Dataeconomy logo

Lead/Senior Data Engineer

Dataeconomy
Full-time
On-site
Hyderabad, Telangana, India
Senior Jobs
We are seeking a highly experienced and hands-on Lead/Senior Data Engineer to architect, develop, and optimize data solutions in a cloud-native environment. The ideal candidate will have 7–12 years of strong technical expertise in AWS Glue, PySpark, and Python, along with experience designing robust data pipelines and frameworks for large-scale enterprise systems. Prior exposure to the financial domain or regulated environments is a strong advantage.

Key Responsibilities:

  • Solution Architecture: Design scalable and secure data pipelines using AWS Glue, PySpark, and related AWS services (EMR, S3, Lambda, etc.)

  • Leadership & Mentorship: Guide junior engineers, conduct code reviews, and enforce best practices in development and deployment.

  • ETL Development: Lead the design and implementation of end-to-end ETL processes for structured and semi-structured data.

  • Framework Building: Develop and evolve data frameworks, reusable components, and automation tools to improve engineering productivity.

  • Performance Optimization: Optimize large-scale data workflows for performance, cost, and reliability.

  • Data Governance: Implement data quality, lineage, and governance strategies in compliance with enterprise standards.

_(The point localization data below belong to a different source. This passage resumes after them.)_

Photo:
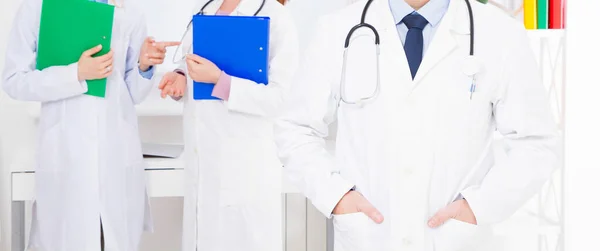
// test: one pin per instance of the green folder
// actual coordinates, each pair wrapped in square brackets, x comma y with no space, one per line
[542,14]
[68,28]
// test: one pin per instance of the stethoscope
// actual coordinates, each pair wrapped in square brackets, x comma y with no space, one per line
[470,68]
[201,12]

  • Collaboration: Work closely with product, analytics, compliance, and DevOps teams to deliver high-quality solutions aligned with business goals.

  • CI/CD Automation: Set up and manage continuous integration and deployment pipelines using AWS CodePipeline, Jenkins, or GitLab.

  • Documentation & Presentations: Prepare technical documentation and present architectural solutions to stakeholders across levels.



Requirements

Required Qualifications:

  • 7–12 years of experience in data engineering or related fields.

  • Strong expertise in Python programming with a focus on data processing.

  • Extensive experience with AWS Glue (both Glue Jobs and Glue Studio/Notebooks).

  • Deep hands-on experience with PySpark for distributed data processing.

  • Solid AWS knowledge: EMR, S3, Lambda, IAM, Athena, CloudWatch, Redshift, etc.

  • Proven experience in architecture and managing complex ETL workflows.

  • Proficiency with Apache Airflow or similar orchestration tools.

  • Hands-on experience with CI/CD pipelines and DevOps best practices.

  • Familiarity with data quality, data lineage, and metadata management.

  • Strong experience working in agile/scrum teams.

  • Excellent communication and stakeholder engagement skills.

Preferred/Good to Have:

  • Experience in financial services, capital markets, or compliance systems.

  • Knowledge of data modeling, data lakes, and data warehouse architecture.

  • Familiarity with SQL (Athena/Presto/Redshift Spectrum).

  • Exposure to ML pipeline integration or event-driven architecture is a plus.



Benefits


  • Flexible work culture and remote options

  • Opportunity to lead cutting-edge cloud data engineering projects

  • Skill-building in large-scale, regulated environments.